MOJOK.CO – Kristen Muhammadiyah alias KrisMuha muncul di daerah-daerah 3 T (Terdepan, Terpencil, dan Tertinggal). Istilah ini merujuk pada orang-orang Kristen yang menjadi simpatisan Muhammadiyah.
Abdul Mu’ti dan Fajar Riza Ulhaq memperkenalkan istilah Kristen Muhammadiyah berdasar penelitian yang keduanya lakukan di daerah 3T. Daerah yang tersebut adalah Ende (Nusa tenggara Timur), Serui (Papua), dan Putussibau (Kalimantan Barat). Penelitian itu kemudian tertuang dalam buku berjudul “Kristen Muhammadiyah: Mengelola Pluralitas Agama dalam Pendidikan”.
Pendorong kemunculan KrisMuha adalah interaksi yang intens antara siswa-siswa Muslim dan Kristen dalam lingkungan pendidikan di sekolah-sekolah Muhammadiyah. Interaksi itu tidak menghilangkan identitas sebagai penganut agama Kristen yang taat.
Sejak 2009
Sebenarnya penelitian itu sudah terbit dalam bentuk buku sejak 2009. Tapi antusiasme pembaca masih tinggi. Kementerian Pendidikan, Kebudayaan, Riset, dan Teknologi (Kemendikbud Ristek) yang turut tertarik dengan buku ini dan menggelar acara bedah buku. Bekerjasama dengan Lembaga Kajian dan Kemitraan Strategis (LKKS) Pimpinan Pusat (PP) Muhammadiyah, acara bedah buku terselenggara di Kantor Kemendikbud Ristek, Senin (22/05/2023)
“Inilah kontribusi Muhammadiyah dalam membangun generasi Indonesia yang lebih toleran, inklusif, dan terbiasa hidup bersama dalam perbedaan,” ucap Fajar dalam kesempatan tersebut, mengutip dari laman resmi Muhammadiyah.

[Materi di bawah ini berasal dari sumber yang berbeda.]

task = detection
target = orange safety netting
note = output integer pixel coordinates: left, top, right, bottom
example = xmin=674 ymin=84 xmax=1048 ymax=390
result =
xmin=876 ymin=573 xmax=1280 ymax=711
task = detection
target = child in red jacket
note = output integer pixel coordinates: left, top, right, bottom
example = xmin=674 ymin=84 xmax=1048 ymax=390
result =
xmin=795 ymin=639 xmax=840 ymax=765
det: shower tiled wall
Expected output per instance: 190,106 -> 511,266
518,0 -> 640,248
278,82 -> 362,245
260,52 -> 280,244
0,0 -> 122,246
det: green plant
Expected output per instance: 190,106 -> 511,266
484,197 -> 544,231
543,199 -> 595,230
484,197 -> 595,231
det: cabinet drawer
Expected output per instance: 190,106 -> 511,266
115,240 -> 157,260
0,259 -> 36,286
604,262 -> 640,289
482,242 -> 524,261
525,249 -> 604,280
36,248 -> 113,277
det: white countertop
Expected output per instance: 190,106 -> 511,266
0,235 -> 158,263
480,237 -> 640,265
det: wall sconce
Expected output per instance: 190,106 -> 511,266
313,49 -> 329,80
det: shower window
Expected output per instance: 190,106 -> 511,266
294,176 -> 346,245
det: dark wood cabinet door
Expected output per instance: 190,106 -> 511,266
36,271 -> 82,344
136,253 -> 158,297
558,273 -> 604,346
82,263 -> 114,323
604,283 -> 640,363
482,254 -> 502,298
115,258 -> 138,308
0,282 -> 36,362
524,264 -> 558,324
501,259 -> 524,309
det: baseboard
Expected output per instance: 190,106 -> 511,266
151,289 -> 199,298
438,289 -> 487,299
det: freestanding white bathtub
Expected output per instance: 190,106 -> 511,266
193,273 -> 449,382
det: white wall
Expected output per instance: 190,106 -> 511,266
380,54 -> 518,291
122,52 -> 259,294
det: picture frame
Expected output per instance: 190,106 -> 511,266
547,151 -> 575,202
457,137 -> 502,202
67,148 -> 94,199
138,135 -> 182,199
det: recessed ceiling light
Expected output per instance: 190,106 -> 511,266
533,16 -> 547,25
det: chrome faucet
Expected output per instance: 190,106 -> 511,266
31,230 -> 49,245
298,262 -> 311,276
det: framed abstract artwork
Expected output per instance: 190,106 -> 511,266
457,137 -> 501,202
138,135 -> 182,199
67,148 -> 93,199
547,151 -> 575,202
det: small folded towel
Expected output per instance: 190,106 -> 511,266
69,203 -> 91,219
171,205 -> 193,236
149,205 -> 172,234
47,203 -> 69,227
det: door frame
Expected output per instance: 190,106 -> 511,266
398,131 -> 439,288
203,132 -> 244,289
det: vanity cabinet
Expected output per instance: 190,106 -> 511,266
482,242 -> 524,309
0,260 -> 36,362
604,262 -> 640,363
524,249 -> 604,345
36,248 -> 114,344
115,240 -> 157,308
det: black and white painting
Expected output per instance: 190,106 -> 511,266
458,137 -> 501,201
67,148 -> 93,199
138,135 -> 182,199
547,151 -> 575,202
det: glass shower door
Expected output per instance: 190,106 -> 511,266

Sekretaris Umum PP Muhammadiyah Abdul Mu’ti mengungkapkan, buku yang sudah hadir pada 2009 itu memuat data-data yang kurang detail. Namun untuk kali ini, buku yang menggandeng Penerbit Buku Kompas (Kompas Gramedia) itu telah mengalami penyempurnaan yang komprehensif.
“Terutama pada bagian bab dua dalam buku ini tentang akar pluralisme dalam pendidikan Muhammadiyah di tingkat akar rumput,” kata Mu`ti jelas dia dalam kesempatan yang sama.
Toleransi, cita-cita pendidikan Indonesia
Menteri Pendidikan, Kebudayaan, Riset, dan Teknologi (Mendikbud Ristek) Nadiem Anwar Makarim turut mengapresiasi keberadaan buku tersebut. Ia melihat buku itu sebagai bentuk keterlibatan publik dalam mewujudkan lingkungan pendidikan yang mencintai keberagaman, inklusif, dan bebas dari kekerasan.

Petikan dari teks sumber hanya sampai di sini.